Maks Barišič

Personal information
- Full name: Maks Barišić
- Date of birth: 6 March 1995 (age 31)
- Place of birth: Koper, Slovenia
- Height: 1.87 m (6 ft 2 in)
- Position: Winger

Team information
- Current team: Cjarlins Muzane

Youth career
- 0000–2013: Koper
- 2012–2013: → Catania (loan)
- 2013–2014: Catania
- 2013–2014: → AC Milan (loan)

Senior career*
- Years: Team / Apps / (Gls)
- 2014–2020: Catania / 78 / (9)
- 2016: → Messina (loan) / 9 / (2)
- 2017–2018: → Fidelis Andria (loan) / 16 / (2)
- 2019: → Padova (loan) / 0 / (0)
- 2020–2023: Koper / 71 / (19)
- 2024–2025: Maribor / 19 / (3)
- 2025: Koper / 0 / (0)
- 2025: Rodina Moscow / 7 / (1)
- 2025–2026: Kras Repen / 28 / (16)
- 2026–: Cjarlins Muzane / 0 / (0)

International career
- 2011–2012: Slovenia U17
- 2012–2013: Slovenia U18
- 2013: Slovenia U19

= Maks Barišič =

Slovenian footballer (born 1995)

Maks Barišič (born 6 March 1995) is a Slovenian footballer who plays as a winger for Cjarlins Muzane.

==Club career==
On 31 January 2019, Barišič joined Padova on loan from Catania with an option to buy.

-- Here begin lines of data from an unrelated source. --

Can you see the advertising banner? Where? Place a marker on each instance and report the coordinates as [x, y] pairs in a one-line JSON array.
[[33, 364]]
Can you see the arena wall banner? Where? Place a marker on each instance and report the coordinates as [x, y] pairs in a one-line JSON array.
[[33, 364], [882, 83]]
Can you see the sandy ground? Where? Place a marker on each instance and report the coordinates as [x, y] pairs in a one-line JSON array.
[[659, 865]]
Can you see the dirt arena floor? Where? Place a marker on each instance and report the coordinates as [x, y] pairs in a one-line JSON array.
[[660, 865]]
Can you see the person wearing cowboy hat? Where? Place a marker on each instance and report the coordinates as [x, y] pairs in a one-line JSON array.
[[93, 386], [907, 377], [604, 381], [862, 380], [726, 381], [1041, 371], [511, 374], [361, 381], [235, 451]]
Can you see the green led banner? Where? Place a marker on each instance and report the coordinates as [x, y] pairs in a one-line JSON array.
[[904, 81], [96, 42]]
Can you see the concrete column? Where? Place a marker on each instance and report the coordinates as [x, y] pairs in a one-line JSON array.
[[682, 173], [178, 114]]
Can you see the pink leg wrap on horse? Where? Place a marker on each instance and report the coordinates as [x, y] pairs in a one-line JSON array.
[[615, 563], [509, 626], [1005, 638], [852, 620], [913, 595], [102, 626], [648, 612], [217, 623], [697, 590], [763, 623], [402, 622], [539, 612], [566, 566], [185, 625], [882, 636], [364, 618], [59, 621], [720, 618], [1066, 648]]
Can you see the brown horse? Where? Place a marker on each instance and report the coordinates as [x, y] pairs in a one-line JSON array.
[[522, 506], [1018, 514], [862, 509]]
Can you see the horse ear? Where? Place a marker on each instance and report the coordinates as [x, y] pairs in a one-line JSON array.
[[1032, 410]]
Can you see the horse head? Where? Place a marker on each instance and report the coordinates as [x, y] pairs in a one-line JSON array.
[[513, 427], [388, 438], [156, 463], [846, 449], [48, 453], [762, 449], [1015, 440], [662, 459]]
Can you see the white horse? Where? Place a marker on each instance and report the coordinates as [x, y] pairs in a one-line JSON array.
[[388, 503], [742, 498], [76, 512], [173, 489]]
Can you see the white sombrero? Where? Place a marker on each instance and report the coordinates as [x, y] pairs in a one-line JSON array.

On 24 September 2020, his contract with Catania was terminated by mutual consent. Later that month, he signed a two-year contract with Slovenian PrvaLiga club Koper.

On 14 December 2023, Barišič left Koper and transferred to fellow PrvaLiga club Maribor for an alleged transfer fee of €200,000. He signed a contract until summer 2026 and was given the number 10 shirt.